2012/1/8 Ondřej Čertík <ondrej.cer...@gmail.com>:
> I now routinely use SymPy in the book, just an example from a few days ago:
>
> http://theoretical-physics.net/dev/src/math/groups.html#example-i
>
> Scroll a few pages for the longer script + output. I would love to
> make this interactive using the ipython notebook eventually.

Neat!

> Hopefully it will not be too much work to port all sympy/python
> examples into some interactive form.

Indeed, it's very easy.  You can import any .py file into the notebook
by dragging it into the dashboard file area.  If it's a simple script
it becomes one big cell, but it's very easy to put cell markers in the
.py file yourself to ease the initial import.
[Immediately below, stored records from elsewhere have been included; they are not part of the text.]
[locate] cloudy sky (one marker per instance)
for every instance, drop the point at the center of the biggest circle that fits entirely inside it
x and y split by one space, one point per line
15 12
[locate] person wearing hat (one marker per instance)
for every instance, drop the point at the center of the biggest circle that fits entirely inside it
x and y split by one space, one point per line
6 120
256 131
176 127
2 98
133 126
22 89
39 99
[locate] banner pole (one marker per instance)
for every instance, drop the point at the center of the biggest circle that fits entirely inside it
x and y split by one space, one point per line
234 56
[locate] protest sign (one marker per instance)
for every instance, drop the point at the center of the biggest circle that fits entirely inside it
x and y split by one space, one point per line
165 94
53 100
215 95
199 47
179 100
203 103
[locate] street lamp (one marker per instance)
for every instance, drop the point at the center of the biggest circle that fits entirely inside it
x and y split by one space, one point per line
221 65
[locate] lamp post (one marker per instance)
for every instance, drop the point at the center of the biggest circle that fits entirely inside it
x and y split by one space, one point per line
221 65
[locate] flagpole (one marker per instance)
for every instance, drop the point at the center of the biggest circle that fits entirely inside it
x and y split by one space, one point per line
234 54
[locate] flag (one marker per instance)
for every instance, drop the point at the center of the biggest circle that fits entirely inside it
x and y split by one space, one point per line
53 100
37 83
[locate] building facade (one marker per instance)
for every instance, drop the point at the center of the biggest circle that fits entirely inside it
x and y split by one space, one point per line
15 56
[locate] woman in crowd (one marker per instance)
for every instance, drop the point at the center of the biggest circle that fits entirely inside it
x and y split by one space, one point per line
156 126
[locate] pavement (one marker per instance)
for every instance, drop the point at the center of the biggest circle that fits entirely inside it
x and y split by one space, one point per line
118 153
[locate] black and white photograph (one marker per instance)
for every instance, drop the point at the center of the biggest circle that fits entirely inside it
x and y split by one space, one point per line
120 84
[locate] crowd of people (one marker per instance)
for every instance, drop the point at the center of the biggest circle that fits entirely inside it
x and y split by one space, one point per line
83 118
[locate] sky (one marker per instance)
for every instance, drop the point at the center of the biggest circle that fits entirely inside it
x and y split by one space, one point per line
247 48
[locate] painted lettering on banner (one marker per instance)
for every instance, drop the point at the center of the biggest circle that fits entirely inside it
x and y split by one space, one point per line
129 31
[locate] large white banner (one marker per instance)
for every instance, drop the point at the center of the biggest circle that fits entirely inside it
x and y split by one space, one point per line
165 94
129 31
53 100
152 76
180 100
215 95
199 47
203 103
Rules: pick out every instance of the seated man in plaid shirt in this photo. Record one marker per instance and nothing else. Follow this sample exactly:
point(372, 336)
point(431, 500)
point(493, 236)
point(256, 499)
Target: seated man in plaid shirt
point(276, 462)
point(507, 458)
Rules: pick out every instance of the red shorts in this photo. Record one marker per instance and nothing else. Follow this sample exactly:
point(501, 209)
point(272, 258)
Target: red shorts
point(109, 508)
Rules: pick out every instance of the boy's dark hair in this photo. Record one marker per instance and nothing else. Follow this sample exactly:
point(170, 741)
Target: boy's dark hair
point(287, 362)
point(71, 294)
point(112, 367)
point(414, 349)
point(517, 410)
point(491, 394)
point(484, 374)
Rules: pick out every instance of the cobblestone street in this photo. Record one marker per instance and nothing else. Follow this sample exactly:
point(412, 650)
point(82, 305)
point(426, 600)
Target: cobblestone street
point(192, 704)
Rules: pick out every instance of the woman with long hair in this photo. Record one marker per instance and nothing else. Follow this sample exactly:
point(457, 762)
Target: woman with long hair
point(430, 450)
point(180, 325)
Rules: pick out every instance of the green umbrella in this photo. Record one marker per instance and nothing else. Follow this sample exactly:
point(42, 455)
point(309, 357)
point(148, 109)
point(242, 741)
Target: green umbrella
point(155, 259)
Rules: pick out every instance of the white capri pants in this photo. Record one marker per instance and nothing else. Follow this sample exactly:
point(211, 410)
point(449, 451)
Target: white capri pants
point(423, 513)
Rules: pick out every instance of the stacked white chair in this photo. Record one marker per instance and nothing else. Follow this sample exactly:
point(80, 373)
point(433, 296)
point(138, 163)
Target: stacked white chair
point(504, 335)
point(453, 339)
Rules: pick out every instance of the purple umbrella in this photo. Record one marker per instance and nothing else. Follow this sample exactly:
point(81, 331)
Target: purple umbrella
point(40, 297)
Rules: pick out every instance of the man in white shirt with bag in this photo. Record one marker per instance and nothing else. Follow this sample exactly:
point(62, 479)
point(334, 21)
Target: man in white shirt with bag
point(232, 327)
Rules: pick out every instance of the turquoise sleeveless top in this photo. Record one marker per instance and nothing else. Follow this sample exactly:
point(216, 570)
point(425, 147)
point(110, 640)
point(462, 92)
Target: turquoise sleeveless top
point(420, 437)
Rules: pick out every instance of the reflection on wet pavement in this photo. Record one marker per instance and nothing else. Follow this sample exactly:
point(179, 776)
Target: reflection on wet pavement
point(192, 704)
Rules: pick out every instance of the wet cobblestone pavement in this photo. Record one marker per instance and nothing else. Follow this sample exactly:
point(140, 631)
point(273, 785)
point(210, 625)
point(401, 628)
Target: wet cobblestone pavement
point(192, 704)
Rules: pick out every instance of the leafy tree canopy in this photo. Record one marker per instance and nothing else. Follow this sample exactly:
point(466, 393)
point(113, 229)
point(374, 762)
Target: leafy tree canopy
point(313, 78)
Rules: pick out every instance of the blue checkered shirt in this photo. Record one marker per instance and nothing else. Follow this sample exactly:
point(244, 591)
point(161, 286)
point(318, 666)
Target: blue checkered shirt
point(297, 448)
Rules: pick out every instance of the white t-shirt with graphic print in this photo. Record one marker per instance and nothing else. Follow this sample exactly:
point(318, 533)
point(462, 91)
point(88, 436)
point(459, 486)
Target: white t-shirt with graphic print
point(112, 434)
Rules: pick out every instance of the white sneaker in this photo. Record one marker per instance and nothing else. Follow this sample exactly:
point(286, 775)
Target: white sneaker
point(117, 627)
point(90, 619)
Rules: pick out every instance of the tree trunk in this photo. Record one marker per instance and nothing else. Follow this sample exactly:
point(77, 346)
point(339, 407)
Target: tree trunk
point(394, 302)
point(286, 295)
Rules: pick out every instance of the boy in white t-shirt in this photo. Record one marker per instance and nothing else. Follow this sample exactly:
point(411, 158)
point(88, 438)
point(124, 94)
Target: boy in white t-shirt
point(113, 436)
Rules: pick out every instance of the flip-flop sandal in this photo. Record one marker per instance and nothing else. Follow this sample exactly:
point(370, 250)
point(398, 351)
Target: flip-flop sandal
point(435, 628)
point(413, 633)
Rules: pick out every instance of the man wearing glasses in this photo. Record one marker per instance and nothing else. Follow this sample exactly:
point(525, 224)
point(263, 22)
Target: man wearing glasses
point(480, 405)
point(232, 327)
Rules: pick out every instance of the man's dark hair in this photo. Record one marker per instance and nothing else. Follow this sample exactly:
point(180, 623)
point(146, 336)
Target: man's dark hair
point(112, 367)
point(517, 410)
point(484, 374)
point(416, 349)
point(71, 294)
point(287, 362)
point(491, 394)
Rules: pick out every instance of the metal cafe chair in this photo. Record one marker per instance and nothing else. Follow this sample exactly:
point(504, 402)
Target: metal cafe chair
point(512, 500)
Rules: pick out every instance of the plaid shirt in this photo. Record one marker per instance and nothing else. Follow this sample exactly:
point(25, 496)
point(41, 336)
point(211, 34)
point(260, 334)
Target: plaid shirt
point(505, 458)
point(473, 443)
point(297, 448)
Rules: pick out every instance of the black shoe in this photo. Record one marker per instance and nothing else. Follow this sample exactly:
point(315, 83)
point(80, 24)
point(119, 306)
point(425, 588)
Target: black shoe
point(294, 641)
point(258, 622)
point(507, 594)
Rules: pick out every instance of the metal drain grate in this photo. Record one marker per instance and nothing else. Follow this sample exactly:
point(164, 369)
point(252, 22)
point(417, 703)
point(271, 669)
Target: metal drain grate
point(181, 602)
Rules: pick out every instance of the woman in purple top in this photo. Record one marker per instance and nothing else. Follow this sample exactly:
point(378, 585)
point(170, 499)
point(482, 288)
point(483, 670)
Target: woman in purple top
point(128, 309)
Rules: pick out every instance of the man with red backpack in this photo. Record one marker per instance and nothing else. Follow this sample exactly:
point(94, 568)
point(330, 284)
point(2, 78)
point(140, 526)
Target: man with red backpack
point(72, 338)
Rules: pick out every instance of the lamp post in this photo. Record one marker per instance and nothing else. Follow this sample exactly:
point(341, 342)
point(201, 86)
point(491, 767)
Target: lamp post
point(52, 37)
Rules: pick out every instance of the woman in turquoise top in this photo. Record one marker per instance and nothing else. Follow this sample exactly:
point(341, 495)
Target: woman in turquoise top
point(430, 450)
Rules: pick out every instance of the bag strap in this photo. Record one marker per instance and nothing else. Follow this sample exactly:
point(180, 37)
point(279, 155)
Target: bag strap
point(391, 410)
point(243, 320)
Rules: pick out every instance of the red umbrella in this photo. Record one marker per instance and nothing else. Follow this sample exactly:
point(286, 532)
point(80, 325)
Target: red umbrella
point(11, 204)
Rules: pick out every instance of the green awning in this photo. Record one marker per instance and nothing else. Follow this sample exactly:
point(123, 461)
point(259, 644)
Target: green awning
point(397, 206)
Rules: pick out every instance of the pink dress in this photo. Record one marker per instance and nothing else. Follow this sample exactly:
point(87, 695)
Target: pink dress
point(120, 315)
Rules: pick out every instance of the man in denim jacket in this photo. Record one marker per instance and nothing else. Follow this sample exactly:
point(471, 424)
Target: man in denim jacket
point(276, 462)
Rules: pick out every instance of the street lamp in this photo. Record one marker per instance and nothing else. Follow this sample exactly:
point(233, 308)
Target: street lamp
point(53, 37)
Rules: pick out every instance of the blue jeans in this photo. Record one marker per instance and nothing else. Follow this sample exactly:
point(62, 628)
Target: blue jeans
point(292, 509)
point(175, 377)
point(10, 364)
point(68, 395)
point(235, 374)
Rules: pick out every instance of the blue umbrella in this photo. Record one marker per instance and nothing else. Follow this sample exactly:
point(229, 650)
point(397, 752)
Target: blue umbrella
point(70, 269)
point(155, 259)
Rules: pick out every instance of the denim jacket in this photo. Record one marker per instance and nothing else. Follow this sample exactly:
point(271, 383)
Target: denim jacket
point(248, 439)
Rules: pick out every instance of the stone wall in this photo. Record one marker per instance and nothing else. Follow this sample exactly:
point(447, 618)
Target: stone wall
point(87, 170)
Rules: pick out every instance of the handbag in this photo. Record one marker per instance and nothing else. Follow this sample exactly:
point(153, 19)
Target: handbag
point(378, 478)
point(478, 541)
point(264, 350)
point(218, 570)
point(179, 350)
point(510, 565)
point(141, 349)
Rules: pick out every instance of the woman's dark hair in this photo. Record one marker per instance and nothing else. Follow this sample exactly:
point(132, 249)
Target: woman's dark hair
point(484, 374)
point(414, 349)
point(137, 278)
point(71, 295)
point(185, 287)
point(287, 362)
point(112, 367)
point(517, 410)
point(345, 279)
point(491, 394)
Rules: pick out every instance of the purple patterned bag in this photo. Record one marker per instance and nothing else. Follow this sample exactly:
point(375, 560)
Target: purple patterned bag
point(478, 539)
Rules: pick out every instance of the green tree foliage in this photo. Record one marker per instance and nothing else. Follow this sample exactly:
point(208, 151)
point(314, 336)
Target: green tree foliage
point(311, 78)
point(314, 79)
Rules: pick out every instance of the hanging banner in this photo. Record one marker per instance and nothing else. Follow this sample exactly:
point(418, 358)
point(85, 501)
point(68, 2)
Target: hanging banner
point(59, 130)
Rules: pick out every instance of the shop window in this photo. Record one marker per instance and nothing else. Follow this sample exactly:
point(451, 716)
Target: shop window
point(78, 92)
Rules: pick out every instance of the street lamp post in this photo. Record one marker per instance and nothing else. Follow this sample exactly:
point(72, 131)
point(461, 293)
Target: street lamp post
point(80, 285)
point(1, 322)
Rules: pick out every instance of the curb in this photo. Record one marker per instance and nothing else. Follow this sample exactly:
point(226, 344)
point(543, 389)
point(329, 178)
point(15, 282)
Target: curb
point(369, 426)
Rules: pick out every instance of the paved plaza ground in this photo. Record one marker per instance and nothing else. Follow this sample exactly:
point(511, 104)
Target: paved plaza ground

The following is the
minimal script that  will import correctly as a notebook, nicely split
into cells:

# <nbformat>2</nbformat>

# <codecell>

"""A simple cell with a docstring"""

# <markdowncell>

# Some text in a markdown cell

# <codecell>

# A cell with code
def f(x): return x

# <codecell>

# Another cell with code
def g(x): pass
etc...


So: take your sympy examples, add the format marker at the top and
then put # <codecell> markers where you want them, and presto!  Sympy
notebooks that you can then export in your makefile back to rST.  Just
put the ipynb->rst rule in your makefile and use the exporter in the
gist I pointed above for now; we'll add a clean version of that to
ipython soon.


> However, I need to figure out how to make sphinx produce solid results
> in latex, so that the printed version of the book looks professional.

Certainly!  Best of luck, this is excellent work and will be super useful.